State Duma sources told Izvestia that the Federal Security Service, the FSB, was the most likely candidate for this job.
Once included in the register, the agencies and companies will have to purchase special means for detection and countering information attacks. They will also have to report all attempted hackings to security bodies and assist them in investigation of such incidents.
The bill also tightens the responsibility for certain computer crimes. Writing and spreading computer programs that deliberately target the critical data infrastructure of the Russian Federation will carry sentences of up to 10 years behind bars.
Deputy head of the State Duma Committee for Security, Ernest Valeyev, told reporters that the bill protects private enterprises in the same way as state companies and structures. He also noted that the bill was a reply to recent challenges experienced in many spheres.
“We have already registered attacks on the Central Bank structures, attempts have been made to attack the president’s website. However, today there is no law that would regulate such problems,” he said.

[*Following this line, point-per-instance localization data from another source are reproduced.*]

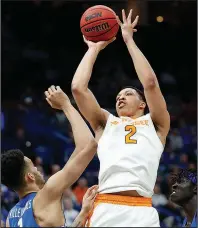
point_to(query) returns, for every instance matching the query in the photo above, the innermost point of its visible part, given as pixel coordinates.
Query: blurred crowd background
(42, 45)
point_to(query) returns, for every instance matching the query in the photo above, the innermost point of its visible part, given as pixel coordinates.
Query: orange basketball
(98, 23)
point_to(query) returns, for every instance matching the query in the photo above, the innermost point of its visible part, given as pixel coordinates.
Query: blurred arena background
(42, 45)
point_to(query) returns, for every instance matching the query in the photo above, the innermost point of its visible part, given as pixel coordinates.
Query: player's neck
(27, 191)
(137, 115)
(190, 208)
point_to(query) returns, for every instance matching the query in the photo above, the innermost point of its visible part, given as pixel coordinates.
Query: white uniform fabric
(129, 152)
(112, 215)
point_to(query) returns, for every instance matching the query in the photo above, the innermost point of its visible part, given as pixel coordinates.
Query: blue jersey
(194, 222)
(21, 215)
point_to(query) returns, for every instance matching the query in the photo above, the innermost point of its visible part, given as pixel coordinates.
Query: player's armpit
(7, 222)
(63, 179)
(157, 108)
(90, 108)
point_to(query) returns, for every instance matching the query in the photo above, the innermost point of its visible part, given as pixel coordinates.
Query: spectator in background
(80, 189)
(158, 198)
(183, 161)
(69, 212)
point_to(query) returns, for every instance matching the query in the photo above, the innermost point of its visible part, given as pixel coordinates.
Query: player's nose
(122, 97)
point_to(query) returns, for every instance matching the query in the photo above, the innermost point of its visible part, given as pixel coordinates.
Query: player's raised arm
(85, 149)
(84, 98)
(155, 100)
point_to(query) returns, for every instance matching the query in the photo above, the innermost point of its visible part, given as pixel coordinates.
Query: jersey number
(20, 222)
(128, 137)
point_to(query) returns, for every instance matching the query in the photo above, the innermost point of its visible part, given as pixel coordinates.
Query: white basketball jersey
(129, 152)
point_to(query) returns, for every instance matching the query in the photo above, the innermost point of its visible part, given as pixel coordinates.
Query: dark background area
(42, 45)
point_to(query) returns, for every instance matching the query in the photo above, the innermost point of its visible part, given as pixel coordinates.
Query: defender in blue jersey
(40, 203)
(184, 194)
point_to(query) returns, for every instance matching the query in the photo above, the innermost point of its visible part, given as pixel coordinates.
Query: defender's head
(130, 101)
(18, 171)
(184, 187)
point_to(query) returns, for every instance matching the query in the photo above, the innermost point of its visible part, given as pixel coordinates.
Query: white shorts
(116, 215)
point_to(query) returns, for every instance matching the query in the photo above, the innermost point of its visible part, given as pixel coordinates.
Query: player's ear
(29, 177)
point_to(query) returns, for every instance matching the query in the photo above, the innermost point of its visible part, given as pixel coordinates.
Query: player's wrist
(129, 40)
(65, 105)
(94, 49)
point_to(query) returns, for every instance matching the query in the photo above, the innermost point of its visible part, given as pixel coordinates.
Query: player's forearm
(144, 71)
(80, 130)
(80, 220)
(84, 70)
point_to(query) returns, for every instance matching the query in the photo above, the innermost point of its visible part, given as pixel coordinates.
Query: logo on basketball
(98, 28)
(95, 15)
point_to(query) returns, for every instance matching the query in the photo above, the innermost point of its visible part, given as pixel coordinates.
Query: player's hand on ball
(56, 98)
(88, 199)
(98, 45)
(127, 27)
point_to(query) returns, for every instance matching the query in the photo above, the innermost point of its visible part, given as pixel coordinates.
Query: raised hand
(99, 45)
(127, 27)
(56, 98)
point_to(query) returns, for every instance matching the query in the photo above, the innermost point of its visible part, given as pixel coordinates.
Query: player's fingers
(58, 88)
(135, 21)
(118, 20)
(47, 94)
(48, 101)
(124, 16)
(129, 16)
(110, 41)
(53, 88)
(50, 91)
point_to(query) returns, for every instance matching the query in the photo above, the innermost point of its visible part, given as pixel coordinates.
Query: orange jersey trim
(119, 200)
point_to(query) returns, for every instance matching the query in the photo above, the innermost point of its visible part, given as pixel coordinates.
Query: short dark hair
(13, 169)
(140, 92)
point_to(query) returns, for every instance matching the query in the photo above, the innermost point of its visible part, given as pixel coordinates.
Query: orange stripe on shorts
(120, 200)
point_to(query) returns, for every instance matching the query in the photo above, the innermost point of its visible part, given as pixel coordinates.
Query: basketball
(98, 23)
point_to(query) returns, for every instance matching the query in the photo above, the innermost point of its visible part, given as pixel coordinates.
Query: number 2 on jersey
(128, 137)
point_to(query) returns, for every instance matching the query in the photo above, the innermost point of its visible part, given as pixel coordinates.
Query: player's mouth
(121, 104)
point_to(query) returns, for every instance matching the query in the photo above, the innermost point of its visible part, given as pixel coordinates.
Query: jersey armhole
(154, 128)
(106, 127)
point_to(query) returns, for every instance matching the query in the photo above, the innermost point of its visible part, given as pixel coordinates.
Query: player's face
(182, 192)
(37, 176)
(128, 102)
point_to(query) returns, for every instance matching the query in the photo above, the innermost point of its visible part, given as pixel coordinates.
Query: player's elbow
(77, 88)
(93, 144)
(150, 82)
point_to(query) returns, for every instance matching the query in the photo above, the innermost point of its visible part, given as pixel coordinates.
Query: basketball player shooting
(130, 146)
(40, 202)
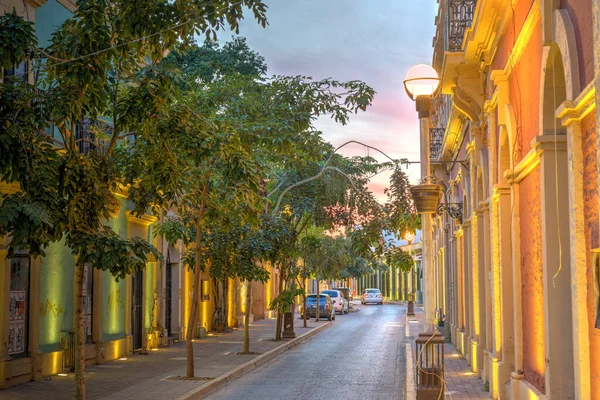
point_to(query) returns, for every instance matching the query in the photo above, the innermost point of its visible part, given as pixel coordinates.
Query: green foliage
(286, 298)
(398, 258)
(106, 250)
(17, 38)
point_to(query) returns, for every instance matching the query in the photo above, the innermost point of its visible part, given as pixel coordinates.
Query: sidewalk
(144, 376)
(461, 383)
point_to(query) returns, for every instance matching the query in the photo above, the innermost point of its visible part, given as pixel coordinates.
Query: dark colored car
(340, 303)
(326, 308)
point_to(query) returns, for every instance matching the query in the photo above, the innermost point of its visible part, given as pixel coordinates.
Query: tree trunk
(189, 345)
(79, 335)
(279, 315)
(220, 322)
(318, 299)
(304, 295)
(246, 349)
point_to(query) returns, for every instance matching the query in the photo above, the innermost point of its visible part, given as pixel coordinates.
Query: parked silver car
(371, 295)
(340, 303)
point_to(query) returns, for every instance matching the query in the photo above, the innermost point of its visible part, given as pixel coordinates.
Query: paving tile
(141, 375)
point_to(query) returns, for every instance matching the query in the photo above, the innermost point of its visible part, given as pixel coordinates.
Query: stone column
(479, 284)
(503, 322)
(487, 318)
(556, 267)
(461, 292)
(4, 305)
(468, 290)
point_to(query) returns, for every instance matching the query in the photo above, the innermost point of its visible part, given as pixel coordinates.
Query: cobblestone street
(360, 356)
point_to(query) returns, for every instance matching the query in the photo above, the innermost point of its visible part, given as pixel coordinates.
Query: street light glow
(421, 80)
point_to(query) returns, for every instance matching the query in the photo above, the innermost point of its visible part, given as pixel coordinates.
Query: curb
(249, 366)
(409, 387)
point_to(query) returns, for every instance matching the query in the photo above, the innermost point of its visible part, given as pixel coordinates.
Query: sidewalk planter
(430, 366)
(426, 197)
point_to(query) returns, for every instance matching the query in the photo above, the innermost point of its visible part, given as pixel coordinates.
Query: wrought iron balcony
(459, 17)
(88, 134)
(439, 118)
(436, 136)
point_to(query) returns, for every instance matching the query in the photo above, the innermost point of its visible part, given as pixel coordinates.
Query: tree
(228, 131)
(103, 55)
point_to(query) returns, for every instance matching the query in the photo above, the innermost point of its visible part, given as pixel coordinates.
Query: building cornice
(539, 144)
(143, 219)
(571, 111)
(68, 4)
(499, 190)
(9, 188)
(527, 30)
(37, 3)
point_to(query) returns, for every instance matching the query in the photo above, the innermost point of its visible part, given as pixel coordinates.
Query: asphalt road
(361, 356)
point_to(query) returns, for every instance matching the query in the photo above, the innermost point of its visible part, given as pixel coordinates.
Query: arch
(484, 162)
(560, 72)
(559, 83)
(504, 154)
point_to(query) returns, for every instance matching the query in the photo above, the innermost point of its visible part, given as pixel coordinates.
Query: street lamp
(421, 84)
(410, 308)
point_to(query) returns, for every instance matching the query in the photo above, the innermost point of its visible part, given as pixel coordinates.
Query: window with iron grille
(18, 325)
(460, 17)
(437, 137)
(88, 298)
(18, 72)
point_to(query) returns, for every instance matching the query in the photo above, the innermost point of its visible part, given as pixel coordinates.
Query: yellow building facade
(514, 139)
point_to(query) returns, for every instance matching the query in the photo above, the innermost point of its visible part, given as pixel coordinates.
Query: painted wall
(532, 285)
(48, 18)
(581, 17)
(113, 292)
(525, 95)
(56, 296)
(590, 204)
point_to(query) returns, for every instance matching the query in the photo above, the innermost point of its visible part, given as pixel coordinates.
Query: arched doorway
(556, 259)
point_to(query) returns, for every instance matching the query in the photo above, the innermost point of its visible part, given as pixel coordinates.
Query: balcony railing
(435, 145)
(88, 132)
(439, 118)
(459, 18)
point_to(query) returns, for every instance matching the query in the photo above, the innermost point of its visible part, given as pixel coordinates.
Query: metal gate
(168, 293)
(137, 310)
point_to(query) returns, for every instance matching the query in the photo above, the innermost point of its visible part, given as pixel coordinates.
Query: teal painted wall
(149, 296)
(113, 308)
(113, 292)
(56, 296)
(47, 19)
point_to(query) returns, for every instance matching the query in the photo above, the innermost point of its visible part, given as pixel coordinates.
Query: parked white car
(371, 295)
(340, 303)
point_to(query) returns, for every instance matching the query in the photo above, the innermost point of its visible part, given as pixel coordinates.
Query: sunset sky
(375, 41)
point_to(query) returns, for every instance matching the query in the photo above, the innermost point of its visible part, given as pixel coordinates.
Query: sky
(375, 41)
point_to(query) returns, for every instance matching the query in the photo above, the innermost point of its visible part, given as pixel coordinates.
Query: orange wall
(510, 36)
(534, 352)
(580, 12)
(525, 94)
(590, 209)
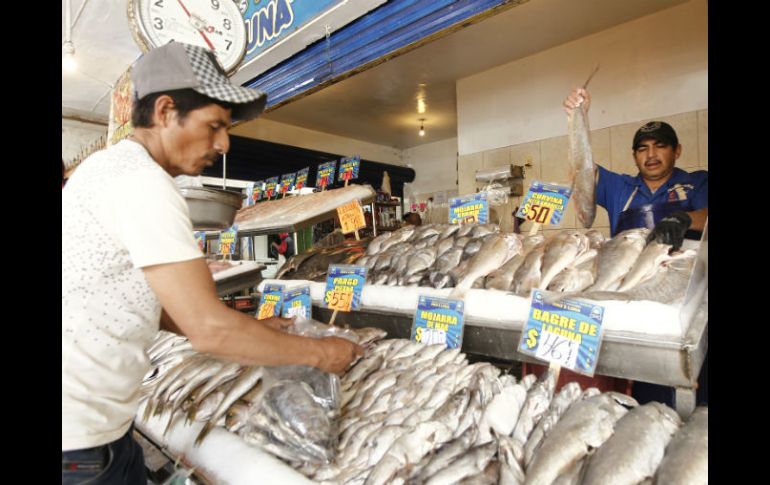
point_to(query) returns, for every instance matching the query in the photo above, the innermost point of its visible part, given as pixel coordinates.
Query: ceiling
(378, 105)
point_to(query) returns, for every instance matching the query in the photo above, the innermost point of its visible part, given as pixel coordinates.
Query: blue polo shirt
(613, 191)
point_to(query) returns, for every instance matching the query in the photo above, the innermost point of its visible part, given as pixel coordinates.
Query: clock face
(213, 24)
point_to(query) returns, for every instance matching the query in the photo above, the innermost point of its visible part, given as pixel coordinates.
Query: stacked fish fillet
(414, 413)
(421, 414)
(291, 411)
(445, 255)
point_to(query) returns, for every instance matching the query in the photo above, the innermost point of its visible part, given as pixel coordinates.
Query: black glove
(671, 229)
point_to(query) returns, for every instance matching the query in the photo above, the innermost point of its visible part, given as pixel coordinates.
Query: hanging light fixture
(68, 48)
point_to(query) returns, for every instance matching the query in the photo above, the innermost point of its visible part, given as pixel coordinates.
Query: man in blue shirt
(668, 200)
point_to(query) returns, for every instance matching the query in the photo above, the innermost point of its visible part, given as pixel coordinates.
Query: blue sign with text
(566, 332)
(439, 321)
(268, 22)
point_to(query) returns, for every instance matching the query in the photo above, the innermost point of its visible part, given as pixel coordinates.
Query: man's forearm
(699, 218)
(167, 323)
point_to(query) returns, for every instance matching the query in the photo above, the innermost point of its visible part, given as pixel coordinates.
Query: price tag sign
(257, 191)
(351, 217)
(567, 332)
(200, 238)
(545, 203)
(344, 284)
(349, 168)
(270, 185)
(302, 178)
(227, 239)
(287, 181)
(270, 302)
(325, 175)
(468, 209)
(439, 321)
(297, 303)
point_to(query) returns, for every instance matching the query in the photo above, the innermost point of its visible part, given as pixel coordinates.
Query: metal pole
(224, 171)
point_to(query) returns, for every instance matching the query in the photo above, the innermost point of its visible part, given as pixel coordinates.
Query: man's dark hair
(185, 100)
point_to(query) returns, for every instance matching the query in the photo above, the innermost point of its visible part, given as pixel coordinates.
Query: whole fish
(586, 425)
(511, 472)
(646, 265)
(502, 278)
(595, 238)
(242, 384)
(686, 460)
(560, 403)
(496, 250)
(650, 428)
(582, 169)
(616, 258)
(469, 464)
(537, 403)
(561, 251)
(528, 275)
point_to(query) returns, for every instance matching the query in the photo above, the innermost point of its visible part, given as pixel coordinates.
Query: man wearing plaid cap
(131, 266)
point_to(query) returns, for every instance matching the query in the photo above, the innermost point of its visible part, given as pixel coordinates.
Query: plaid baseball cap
(183, 66)
(657, 130)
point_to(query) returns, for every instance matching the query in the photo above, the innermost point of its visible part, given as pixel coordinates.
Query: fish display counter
(662, 342)
(405, 412)
(291, 214)
(233, 276)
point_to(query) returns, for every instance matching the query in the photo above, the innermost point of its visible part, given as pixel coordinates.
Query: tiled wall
(546, 160)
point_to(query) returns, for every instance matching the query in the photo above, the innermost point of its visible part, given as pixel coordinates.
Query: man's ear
(678, 151)
(164, 110)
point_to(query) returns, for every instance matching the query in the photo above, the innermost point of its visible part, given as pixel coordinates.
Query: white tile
(686, 127)
(496, 157)
(527, 155)
(554, 154)
(466, 172)
(703, 138)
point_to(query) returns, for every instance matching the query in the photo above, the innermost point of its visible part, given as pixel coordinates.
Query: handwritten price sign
(567, 332)
(351, 217)
(545, 203)
(341, 300)
(344, 284)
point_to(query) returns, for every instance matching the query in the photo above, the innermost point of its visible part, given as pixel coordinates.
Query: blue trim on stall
(386, 29)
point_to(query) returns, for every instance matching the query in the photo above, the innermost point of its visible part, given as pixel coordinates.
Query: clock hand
(196, 27)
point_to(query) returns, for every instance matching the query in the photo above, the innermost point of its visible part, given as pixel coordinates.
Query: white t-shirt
(120, 212)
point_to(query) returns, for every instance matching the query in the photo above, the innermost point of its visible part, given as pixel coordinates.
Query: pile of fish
(291, 411)
(438, 255)
(571, 261)
(313, 264)
(414, 413)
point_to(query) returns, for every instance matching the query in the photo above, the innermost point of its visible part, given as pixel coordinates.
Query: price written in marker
(545, 203)
(344, 285)
(566, 332)
(351, 217)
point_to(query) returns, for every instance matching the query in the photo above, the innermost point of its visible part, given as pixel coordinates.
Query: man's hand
(671, 229)
(577, 97)
(338, 354)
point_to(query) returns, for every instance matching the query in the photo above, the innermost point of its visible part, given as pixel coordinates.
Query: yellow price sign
(340, 300)
(266, 310)
(539, 214)
(351, 217)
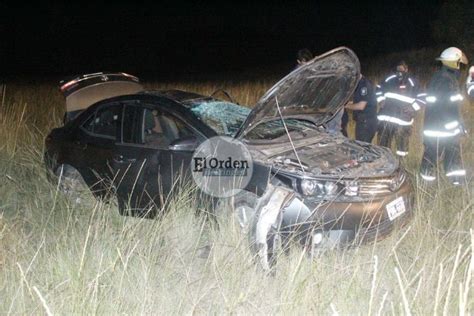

In December, Russian President Vladimir Putin signed into effect the latest version of the Information Security Doctrine. The document read, among other points, that Russian government agencies, scientific centers, and military industries are being targeted by foreign intelligence services by means of electronic and cyber surveillance.
To counter threats and challenges in the information environment, Russia will build “strategic deterrents” and step up efforts to “prevent armed conflicts that stem from the use of IT,” as well as neutralize psychological operations targeting “historical foundations and patriotic values.”